Tennis champion Naomi Osaka was hit with a $15,000 fine after announcing that she would not do press interviews during the French Open, saying she was prioritizing her mental health instead.
The fine was announced in a joint statement Sunday by the heads of the organizations that run the Grand Slam tournaments — the U.S Tennis Association, the French Tennis Federation, All England Lawn Tennis Club and Tennis Australia.
Osaka announced through her social media Wednesday that she would not take part in press and Roland-Garros because she “often felt that people have no regard for athletes mental health.”
Officials at the French tournament asked “her to reconsider her position and tried unsuccessfully to speak with her to check on her well-being” but were unable to engage with Osaka, according to the joint statement.
“Naomi Osaka today chose not to honour her contractual media obligations. The Roland-Garros referee has therefore issued her a $15,000 fine, in keeping with article III H. of the Code of Conduct,” the statement said. “The mental health of players competing in our tournaments and on the Tours is of the utmost importance to the Grand Slams.”
The four organizations said they have dedicated “significant” resources to player well-being, but “to continue to improve however, we need engagement from the players to understand their perspective and find ways to improve their experiences.”
Osaka is at risk for more severe consequences if she continues to ignore her “obligations” through media appearances. The officials’ statement said she could be at risk for default from the tournament and suspension from other competitions for repeated violations.
“We want to underline that rules are in place to ensure all players are treated exactly the same, no matter their stature, beliefs or achievement,” the statement said. “As a sport there is nothing more important than ensuring no player has an unfair advantage over another, which unfortunately is the case in this situation if one player refuses to dedicate time to participate in media commitments while the others all honour their commitments.”

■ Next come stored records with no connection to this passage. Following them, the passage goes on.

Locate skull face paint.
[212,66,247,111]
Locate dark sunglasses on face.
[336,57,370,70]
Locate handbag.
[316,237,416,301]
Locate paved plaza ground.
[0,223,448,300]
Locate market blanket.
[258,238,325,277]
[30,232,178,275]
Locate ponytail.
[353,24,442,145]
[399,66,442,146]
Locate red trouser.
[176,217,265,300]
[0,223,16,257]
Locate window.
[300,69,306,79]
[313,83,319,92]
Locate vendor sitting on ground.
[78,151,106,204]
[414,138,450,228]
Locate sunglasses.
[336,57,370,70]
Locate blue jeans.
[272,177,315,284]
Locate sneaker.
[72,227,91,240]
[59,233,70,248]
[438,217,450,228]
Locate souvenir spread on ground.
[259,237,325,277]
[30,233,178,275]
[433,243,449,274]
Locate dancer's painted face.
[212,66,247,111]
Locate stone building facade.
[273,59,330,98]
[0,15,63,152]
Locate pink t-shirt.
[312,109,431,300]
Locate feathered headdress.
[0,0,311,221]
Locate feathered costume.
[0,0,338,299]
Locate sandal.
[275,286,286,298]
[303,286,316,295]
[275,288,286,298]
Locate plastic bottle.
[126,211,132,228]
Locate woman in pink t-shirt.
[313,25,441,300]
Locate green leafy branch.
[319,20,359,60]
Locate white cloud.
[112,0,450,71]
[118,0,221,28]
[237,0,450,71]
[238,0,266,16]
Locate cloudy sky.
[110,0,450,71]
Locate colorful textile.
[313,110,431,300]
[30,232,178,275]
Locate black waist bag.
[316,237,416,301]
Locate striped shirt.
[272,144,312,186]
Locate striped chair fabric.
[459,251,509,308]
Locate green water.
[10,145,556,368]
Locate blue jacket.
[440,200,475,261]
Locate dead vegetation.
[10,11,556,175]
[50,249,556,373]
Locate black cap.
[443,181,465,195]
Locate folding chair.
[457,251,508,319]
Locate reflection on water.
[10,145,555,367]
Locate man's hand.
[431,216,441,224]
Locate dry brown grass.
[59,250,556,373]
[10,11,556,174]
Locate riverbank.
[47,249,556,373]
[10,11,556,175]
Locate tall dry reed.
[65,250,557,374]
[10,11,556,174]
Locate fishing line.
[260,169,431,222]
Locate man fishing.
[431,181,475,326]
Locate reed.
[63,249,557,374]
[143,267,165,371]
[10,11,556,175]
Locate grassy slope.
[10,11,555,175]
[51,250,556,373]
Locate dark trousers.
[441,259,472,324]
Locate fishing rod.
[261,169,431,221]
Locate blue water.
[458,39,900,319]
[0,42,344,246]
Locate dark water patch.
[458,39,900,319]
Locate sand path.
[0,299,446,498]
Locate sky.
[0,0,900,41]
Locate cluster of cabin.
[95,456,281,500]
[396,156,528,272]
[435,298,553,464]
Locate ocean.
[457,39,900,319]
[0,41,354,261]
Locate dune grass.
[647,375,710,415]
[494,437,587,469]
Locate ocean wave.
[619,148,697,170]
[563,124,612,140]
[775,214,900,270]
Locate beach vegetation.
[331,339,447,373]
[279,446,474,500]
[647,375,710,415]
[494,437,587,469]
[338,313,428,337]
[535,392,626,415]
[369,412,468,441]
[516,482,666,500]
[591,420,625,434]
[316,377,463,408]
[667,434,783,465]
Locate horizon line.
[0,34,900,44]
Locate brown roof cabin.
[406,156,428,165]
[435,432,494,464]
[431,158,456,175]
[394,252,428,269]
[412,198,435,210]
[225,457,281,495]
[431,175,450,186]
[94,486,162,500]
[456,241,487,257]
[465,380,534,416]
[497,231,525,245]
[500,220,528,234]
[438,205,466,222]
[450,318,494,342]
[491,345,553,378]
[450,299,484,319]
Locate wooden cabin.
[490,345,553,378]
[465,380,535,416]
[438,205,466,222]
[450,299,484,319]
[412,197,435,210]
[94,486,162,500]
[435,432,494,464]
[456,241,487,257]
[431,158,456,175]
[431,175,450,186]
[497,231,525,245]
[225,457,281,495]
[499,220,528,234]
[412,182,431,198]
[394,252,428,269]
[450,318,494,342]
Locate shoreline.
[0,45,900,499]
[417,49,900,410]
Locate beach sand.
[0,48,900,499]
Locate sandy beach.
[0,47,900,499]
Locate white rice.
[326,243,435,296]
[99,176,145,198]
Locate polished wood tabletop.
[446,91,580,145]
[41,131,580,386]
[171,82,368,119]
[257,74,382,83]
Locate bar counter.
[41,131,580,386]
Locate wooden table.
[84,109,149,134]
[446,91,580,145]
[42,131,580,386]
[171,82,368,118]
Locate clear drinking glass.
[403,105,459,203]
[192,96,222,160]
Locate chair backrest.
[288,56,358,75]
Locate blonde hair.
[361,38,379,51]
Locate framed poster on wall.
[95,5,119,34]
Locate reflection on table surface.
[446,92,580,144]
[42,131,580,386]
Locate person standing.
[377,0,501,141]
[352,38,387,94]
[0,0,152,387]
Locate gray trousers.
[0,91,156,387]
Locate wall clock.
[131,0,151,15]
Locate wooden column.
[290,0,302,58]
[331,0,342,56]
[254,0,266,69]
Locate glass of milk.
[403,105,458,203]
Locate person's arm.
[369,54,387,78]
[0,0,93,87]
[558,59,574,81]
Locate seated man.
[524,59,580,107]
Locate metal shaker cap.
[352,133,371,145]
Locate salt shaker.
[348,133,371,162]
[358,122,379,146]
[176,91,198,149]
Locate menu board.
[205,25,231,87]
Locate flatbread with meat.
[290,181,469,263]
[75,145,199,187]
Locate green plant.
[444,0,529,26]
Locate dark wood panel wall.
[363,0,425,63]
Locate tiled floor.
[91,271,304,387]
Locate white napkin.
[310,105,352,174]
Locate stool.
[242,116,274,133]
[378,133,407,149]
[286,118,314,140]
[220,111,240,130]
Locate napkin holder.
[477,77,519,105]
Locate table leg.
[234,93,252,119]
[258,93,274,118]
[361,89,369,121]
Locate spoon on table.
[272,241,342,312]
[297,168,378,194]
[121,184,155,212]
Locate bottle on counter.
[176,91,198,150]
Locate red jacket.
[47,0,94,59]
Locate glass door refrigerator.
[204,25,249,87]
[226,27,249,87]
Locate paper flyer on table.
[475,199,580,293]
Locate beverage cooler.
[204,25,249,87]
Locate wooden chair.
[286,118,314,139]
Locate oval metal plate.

Osaka, who is ranked No. 2 in the world, said Wednesday that she expected to be fined and hoped the amount would go toward a mental health charity. She also said that it was not a personal vendetta against the tournament, but that she decided she would not subject herself to repeated questions that brought doubt against her.
“If the organizations think that they can just keep saying, ‘Do the press or you’re gonna be fined,’ and continue to ignore the mental health of the athletes that are the centerpiece of their corporation then I just gotta laugh.”